Mudança nos critérios de autorização
O deputado Marcos Pollon (PL-MS), autor da proposta, busca tornar mais objetivos os critérios para autorização de armas. A medida altera o Estatuto do Desarmamento, que atualmente exige demonstração de "efetiva necessidade" em razão de profissão de risco ou ameaça à integridade física.
Justificativa do relator
O relator, deputado Delegado Paulo Bilynskyj (PL-SP), argumenta que o requisito atual tem interpretação "excessivamente" subjetiva na prática administrativa. Segundo ele, a mudança corrige distorções ao exigir do cidadão comprovação de ameaças concretas muitas vezes impossíveis de demonstrar documentalmente.

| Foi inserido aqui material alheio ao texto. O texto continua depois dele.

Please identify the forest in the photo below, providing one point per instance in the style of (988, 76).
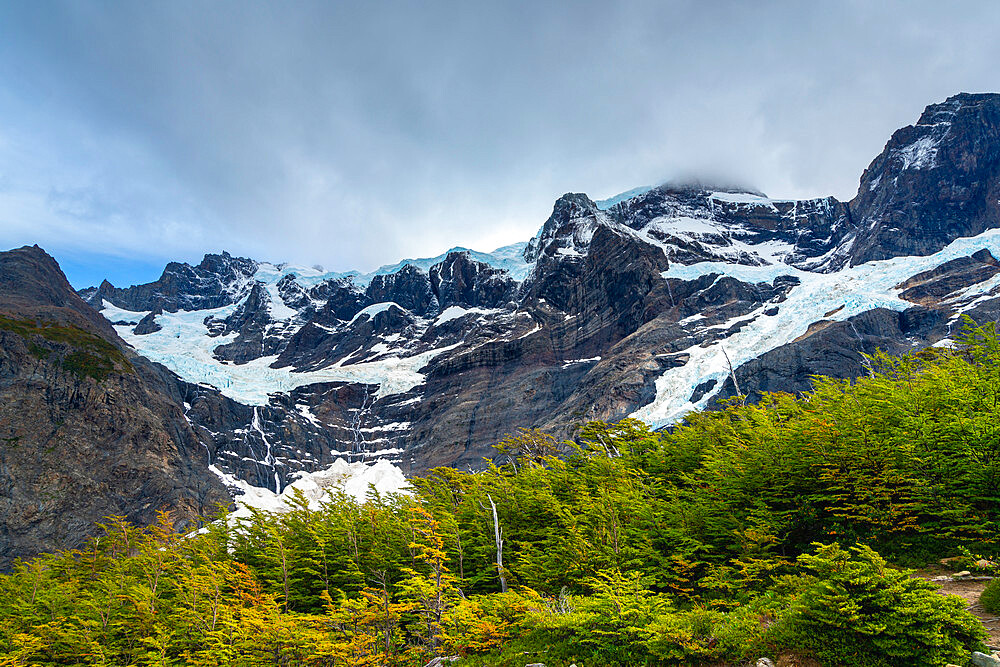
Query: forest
(747, 531)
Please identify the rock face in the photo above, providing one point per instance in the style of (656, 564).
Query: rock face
(649, 305)
(88, 429)
(935, 181)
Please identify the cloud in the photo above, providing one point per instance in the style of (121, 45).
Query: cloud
(353, 134)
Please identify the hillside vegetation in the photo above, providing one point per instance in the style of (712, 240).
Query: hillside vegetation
(747, 531)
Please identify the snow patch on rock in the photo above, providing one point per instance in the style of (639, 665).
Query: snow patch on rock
(844, 294)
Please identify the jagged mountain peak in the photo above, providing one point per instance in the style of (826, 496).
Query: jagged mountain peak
(624, 306)
(935, 181)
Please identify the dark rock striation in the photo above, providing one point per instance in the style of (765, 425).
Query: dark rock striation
(88, 429)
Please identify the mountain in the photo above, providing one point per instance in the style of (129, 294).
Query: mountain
(649, 304)
(88, 428)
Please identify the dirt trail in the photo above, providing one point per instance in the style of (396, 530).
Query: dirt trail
(969, 590)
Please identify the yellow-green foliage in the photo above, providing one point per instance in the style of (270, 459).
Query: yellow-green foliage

"O projeto não institui qualquer forma de liberação indiscriminada de armas, mas promove o aprimoramento de um sistema que deve equilibrar, de forma racional, a proteção da segurança pública com o respeito às liberdades individuais e ao direito de legítima defesa", declarou Paulo Bilynskyj.
Requisitos mantidos
A proposta preserva outras exigências legais, incluindo comprovação de capacidade técnica, aptidão psicológica e inexistência de antecedentes criminais. O controle, registro e fiscalização das armas permanecem sob responsabilidade estatal.
Próximos passos
O projeto tramita em caráter conclusivo e será analisado pela Comissão de Constituição e Justiça e de Cidadania. Para se tornar lei, necessita aprovação da Câmara e do Senado.